Generation of a fragment-complementing system of the α-chain on limited proteolysis with Staphylococcus aureus V8 protease has been investigated. Digestion of the α-chain (0.4 mM) of hemoglobin with V8 protease in phosphate buffer at pH 6.0 and 37°C is limited to the peptide bonds of Glu-23, Glu-27, Glu-30, and Asp-47. Gel filtration of a V8 protease digest of the α-chain on a Sephadex G-50 column did not release any heme to the low molecular weight region, though some peptides were released from the protein. The filtration studies revealed the presence of two heme-containing components in the digest, the major one eluting at the α-chain position and the minor one eluting slightly ahead of the α-chain position. Reversed-phase high-performance liquid chromatography and amino-terminal sequence analysis demonstrated that the component eluting at the α-chain position contains species generated by the noncovalent interactions of heme and the complementary fragments α1-30 and α31-141. In dilute solutions (0.04 mM) the V8 protease digestion occurred exclusively on the carboxyl side of Glu-30(α).
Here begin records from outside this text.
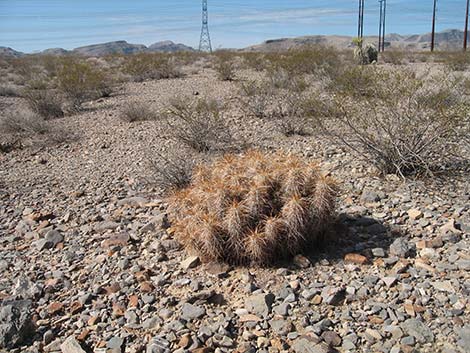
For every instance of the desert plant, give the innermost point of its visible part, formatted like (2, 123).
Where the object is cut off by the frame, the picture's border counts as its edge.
(172, 169)
(364, 53)
(137, 112)
(22, 122)
(225, 66)
(46, 103)
(199, 124)
(253, 208)
(80, 81)
(411, 126)
(151, 66)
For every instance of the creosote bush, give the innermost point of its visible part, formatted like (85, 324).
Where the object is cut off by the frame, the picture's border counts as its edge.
(407, 125)
(80, 81)
(252, 208)
(199, 124)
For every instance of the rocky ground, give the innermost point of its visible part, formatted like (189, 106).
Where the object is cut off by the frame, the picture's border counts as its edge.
(88, 262)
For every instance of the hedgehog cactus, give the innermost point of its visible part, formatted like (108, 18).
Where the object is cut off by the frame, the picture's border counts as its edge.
(253, 208)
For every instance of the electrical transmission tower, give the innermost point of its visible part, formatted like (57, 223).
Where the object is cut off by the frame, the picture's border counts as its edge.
(360, 24)
(383, 10)
(205, 41)
(433, 34)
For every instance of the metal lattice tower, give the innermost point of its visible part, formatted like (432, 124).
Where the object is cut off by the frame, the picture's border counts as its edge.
(205, 41)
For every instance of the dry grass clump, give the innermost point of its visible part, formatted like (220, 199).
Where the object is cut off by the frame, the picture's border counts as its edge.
(199, 124)
(151, 66)
(253, 208)
(136, 111)
(407, 125)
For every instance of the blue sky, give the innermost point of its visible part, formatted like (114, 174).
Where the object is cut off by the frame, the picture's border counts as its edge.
(32, 25)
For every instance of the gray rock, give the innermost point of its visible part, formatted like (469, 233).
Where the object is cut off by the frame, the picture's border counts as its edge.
(71, 345)
(464, 338)
(417, 329)
(400, 247)
(190, 312)
(260, 304)
(369, 196)
(16, 326)
(281, 327)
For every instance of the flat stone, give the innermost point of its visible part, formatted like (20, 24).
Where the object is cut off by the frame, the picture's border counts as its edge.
(71, 345)
(190, 312)
(190, 262)
(418, 329)
(260, 304)
(415, 214)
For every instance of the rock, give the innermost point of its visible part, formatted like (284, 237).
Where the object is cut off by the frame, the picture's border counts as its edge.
(158, 345)
(389, 281)
(415, 214)
(417, 329)
(333, 295)
(307, 344)
(190, 262)
(71, 345)
(331, 338)
(120, 239)
(301, 261)
(378, 252)
(443, 286)
(260, 304)
(190, 312)
(464, 338)
(281, 327)
(355, 259)
(369, 196)
(16, 325)
(400, 247)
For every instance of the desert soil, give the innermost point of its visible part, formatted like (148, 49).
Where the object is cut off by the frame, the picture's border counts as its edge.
(86, 246)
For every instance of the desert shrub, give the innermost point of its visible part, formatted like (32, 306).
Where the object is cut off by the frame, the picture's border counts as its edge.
(172, 169)
(412, 125)
(151, 66)
(255, 61)
(255, 98)
(199, 124)
(7, 90)
(46, 103)
(395, 57)
(318, 60)
(22, 122)
(225, 66)
(364, 53)
(80, 82)
(137, 112)
(252, 208)
(358, 81)
(456, 61)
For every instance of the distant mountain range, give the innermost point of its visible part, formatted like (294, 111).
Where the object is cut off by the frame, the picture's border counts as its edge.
(118, 47)
(451, 39)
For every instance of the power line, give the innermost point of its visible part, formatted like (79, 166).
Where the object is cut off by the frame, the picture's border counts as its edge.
(433, 34)
(205, 41)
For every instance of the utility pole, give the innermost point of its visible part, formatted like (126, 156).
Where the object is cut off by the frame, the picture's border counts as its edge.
(466, 28)
(380, 25)
(205, 41)
(360, 24)
(383, 25)
(433, 34)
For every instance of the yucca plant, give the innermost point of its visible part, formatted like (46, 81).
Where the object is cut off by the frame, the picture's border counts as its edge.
(252, 208)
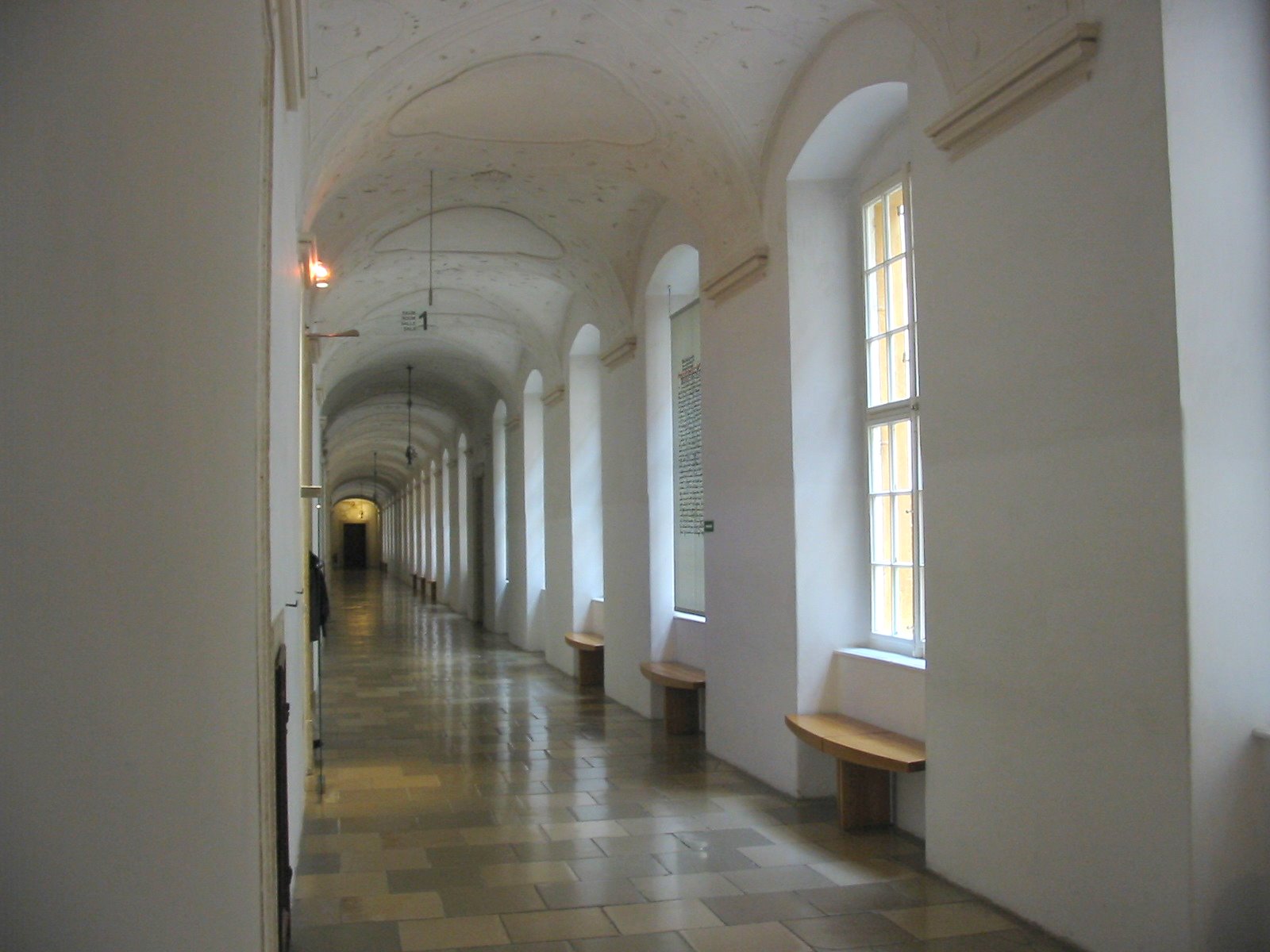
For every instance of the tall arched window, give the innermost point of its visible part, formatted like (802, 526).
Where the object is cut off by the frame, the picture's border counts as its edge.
(673, 347)
(586, 480)
(461, 527)
(498, 446)
(535, 511)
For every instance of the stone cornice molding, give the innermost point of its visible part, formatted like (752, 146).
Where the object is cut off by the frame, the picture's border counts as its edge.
(1034, 76)
(620, 353)
(738, 278)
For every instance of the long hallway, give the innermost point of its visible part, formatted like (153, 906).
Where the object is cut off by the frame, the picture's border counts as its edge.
(475, 797)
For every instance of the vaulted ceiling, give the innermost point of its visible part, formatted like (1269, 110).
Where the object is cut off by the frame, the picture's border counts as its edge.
(554, 132)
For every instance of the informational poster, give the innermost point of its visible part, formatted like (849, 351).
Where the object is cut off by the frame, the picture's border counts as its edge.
(689, 482)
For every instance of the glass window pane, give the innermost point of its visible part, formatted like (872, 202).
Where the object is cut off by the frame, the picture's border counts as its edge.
(897, 281)
(879, 378)
(903, 546)
(905, 605)
(879, 459)
(901, 456)
(876, 234)
(884, 602)
(899, 366)
(883, 530)
(895, 211)
(876, 304)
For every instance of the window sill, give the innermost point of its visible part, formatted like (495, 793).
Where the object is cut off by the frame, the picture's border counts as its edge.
(891, 658)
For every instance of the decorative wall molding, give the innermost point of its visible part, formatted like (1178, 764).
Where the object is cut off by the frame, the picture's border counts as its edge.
(289, 14)
(1034, 76)
(619, 355)
(732, 282)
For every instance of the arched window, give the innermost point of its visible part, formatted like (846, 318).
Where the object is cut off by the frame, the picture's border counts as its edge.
(535, 514)
(498, 448)
(586, 489)
(673, 342)
(854, 381)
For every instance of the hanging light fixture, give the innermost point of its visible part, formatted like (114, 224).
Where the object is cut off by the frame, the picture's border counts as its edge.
(410, 403)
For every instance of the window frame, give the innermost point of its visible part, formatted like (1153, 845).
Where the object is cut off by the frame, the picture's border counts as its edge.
(891, 413)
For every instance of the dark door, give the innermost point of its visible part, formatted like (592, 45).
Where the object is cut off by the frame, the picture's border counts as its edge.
(355, 545)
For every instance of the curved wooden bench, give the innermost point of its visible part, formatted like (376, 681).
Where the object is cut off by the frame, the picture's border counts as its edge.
(867, 757)
(591, 657)
(683, 685)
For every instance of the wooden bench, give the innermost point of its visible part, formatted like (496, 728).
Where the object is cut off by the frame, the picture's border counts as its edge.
(683, 685)
(591, 657)
(867, 757)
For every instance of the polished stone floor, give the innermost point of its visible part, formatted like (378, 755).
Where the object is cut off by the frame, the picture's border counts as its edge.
(476, 799)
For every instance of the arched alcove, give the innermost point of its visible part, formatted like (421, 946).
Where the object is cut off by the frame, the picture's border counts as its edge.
(498, 495)
(673, 287)
(860, 144)
(535, 507)
(355, 533)
(586, 476)
(460, 582)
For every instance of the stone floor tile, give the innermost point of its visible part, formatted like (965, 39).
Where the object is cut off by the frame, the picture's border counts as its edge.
(321, 863)
(779, 879)
(733, 838)
(454, 762)
(685, 886)
(359, 937)
(618, 867)
(340, 885)
(850, 931)
(403, 905)
(558, 924)
(662, 917)
(482, 900)
(949, 919)
(647, 942)
(592, 892)
(762, 907)
(429, 880)
(527, 873)
(719, 860)
(558, 850)
(468, 932)
(865, 898)
(854, 873)
(759, 937)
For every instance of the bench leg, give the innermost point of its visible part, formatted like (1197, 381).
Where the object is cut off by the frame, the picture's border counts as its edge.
(683, 711)
(864, 797)
(591, 668)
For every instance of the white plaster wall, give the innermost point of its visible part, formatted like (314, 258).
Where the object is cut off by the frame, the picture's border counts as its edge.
(516, 615)
(287, 511)
(1217, 78)
(749, 556)
(131, 593)
(558, 600)
(455, 583)
(1058, 767)
(1057, 683)
(891, 696)
(626, 555)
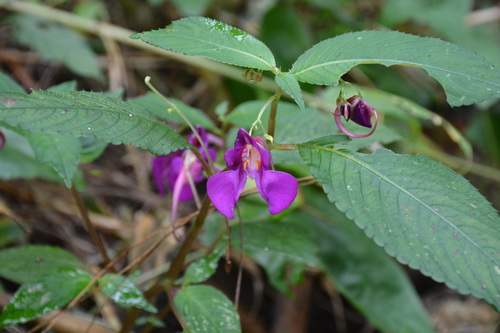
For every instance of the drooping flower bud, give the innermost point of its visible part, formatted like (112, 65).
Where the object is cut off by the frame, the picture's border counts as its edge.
(357, 110)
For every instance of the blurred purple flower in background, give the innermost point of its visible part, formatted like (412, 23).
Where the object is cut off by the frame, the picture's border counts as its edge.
(180, 170)
(250, 157)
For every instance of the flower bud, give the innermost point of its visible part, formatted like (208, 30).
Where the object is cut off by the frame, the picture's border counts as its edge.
(362, 112)
(357, 110)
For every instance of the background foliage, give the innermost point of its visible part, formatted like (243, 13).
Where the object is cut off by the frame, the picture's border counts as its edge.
(308, 269)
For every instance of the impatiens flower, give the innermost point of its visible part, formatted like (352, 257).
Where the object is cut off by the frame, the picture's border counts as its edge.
(181, 169)
(357, 110)
(250, 157)
(2, 140)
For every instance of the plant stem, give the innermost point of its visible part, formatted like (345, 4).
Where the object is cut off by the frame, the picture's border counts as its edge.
(207, 167)
(122, 35)
(271, 124)
(176, 266)
(90, 227)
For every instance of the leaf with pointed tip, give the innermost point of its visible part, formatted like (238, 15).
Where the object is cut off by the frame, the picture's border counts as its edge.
(466, 77)
(83, 113)
(206, 309)
(291, 86)
(209, 38)
(421, 212)
(124, 292)
(44, 294)
(362, 272)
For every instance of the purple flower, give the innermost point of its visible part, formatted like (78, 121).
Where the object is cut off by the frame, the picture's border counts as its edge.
(181, 169)
(357, 110)
(2, 140)
(250, 157)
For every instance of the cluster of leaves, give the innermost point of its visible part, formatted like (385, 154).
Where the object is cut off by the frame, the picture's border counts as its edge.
(420, 211)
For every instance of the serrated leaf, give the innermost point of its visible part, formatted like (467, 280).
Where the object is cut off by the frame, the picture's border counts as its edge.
(124, 292)
(22, 263)
(285, 32)
(44, 294)
(56, 42)
(202, 269)
(192, 7)
(445, 18)
(59, 151)
(291, 86)
(206, 309)
(362, 271)
(209, 38)
(17, 159)
(83, 113)
(466, 77)
(420, 211)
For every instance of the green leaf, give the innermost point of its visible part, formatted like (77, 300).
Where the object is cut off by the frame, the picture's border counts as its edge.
(202, 269)
(420, 211)
(285, 32)
(206, 309)
(91, 149)
(7, 84)
(289, 84)
(86, 113)
(10, 232)
(56, 42)
(17, 159)
(466, 77)
(22, 263)
(201, 36)
(159, 108)
(59, 151)
(192, 7)
(362, 271)
(444, 17)
(44, 294)
(124, 292)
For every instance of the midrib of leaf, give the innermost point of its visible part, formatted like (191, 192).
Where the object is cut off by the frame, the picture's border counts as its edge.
(409, 194)
(381, 61)
(219, 46)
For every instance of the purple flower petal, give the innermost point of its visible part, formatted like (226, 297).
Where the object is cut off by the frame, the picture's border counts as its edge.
(361, 112)
(224, 189)
(278, 188)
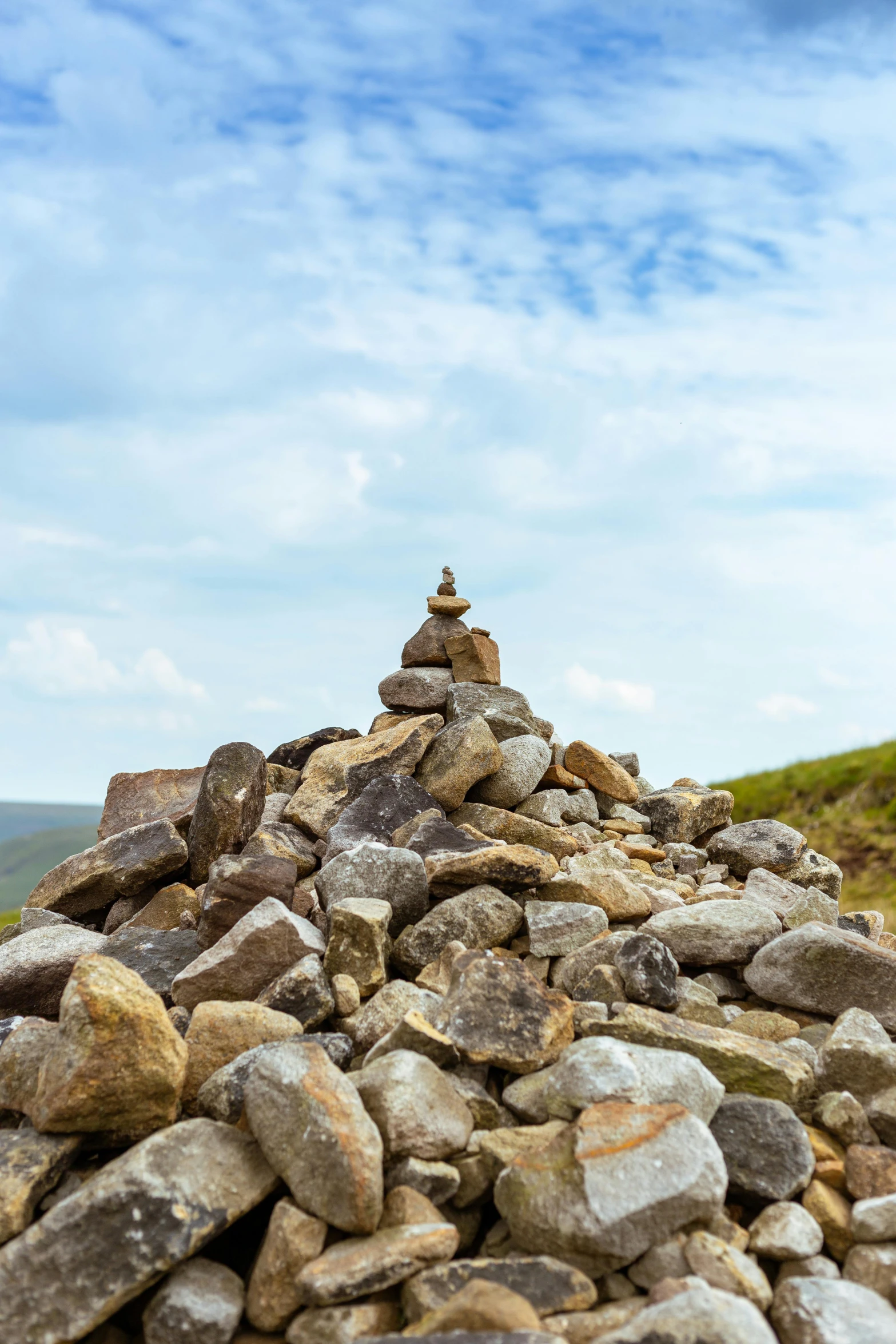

This high selectivity was also observed at pH 4.0 and pH 7.8. The visible spectra and the ultraviolet circular dichroic spectra of the digest reflect the nativelike structure of the noncovalent fragment system. The dissociation constant of α1-30 appears to be in the range of 10-8 M. In tetrameric hemoglobin A the peptide bond of Glu-30-Arg-31 of the α-chain is not accessible to V8 protease digestion. The quaternary interactions of the α-chain and β-chain lead to the stabilization of this region, which represents a part of the α1β1 contact region of the tetramer.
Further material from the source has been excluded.